Komisja wyjaśniła, że Tymoszenko dążyła do anulowania zadłużenia w wysokości 405 milionów dolarów, które należące do niej w przeszłości firmy miały wobec rosyjskiego ministerstwa obrony. Według raportu, Tymoszenko miała także ukrywać, że w Rosji prowadzono śledztwa w sprawie łapówek, które wręczała urzędnikom resortu obrony w Moskwie. "Okoliczności te świadczą o konflikcie interesów i miały istotny wpływ na podjęcie przez byłą premier decyzji korzystnej dla obcego państwa" - czytamy.
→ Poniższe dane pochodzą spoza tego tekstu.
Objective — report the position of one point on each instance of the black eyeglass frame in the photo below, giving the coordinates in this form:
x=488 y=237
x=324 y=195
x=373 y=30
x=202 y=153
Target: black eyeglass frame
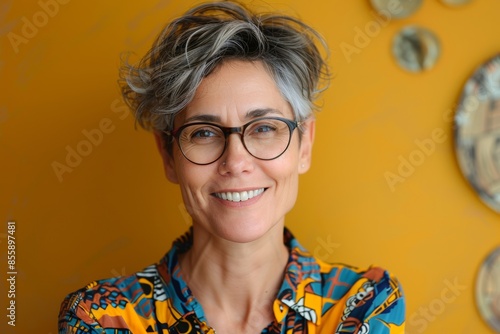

"Działania Tymoszenko noszą oznaki zdrady stanu"
Autorzy raportu przekonują, że Ukraina otrzymała od Rosji wyższą cenę gazu w wyniku "tajnych rozmów" Tymoszenko z premierem Władimirem Putinem. "W działaniach byłej premier Ukrainy Julii Tymoszenko widoczne są oznaki przestępstw oraz osobista zależność i zaangażowanie, które przekracza ramy nadużycia władzy i kompetencji służbowych, za które Tymoszenko została skazana przez sąd. (...) Działania Tymoszenko noszą oznaki zdrady stanu" - napisano w dokumencie.
Wyrok siedmiu lat więzienia Tymoszenko usłyszała w październiku 2011 r. Była premier jest przekonana, że wyrok ten wydano, by wyrugować ją z polityki. Tymoszenko była najważniejszą konkurentką obecnego szefa państwa Wiktora Janukowycza w zwycięskich dla niego wyborach prezydenckich na początku 2010 roku. Była premier odbywa karę w żeńskiej kolonii karnej w Charkowie.
"Mogą napisać, że Tymoszenko zabiła Chrystusa"
W odpowiedzi na zarzuty komisji śledczej adwokat Tymoszenko Serhij Własenko uznał, że mogą one posłużyć za pretekst do nowych oskarżeń pod adresem jego klientki. W ocenie obrońcy zawarte w raporcie oskarżenia są tak samo absurdalne, jak jej proces sądowy i wyrok. - Na polecenie Janukowycza mogą oni (członkowie komisji - red.) napisać, że Tymoszenko zabiła Chrystusa i znajdą świadków, którzy potwierdzą, że to widzieli, a Inna Hermaniwna (Bohosłowska) to podpisze - powiedział Własenko.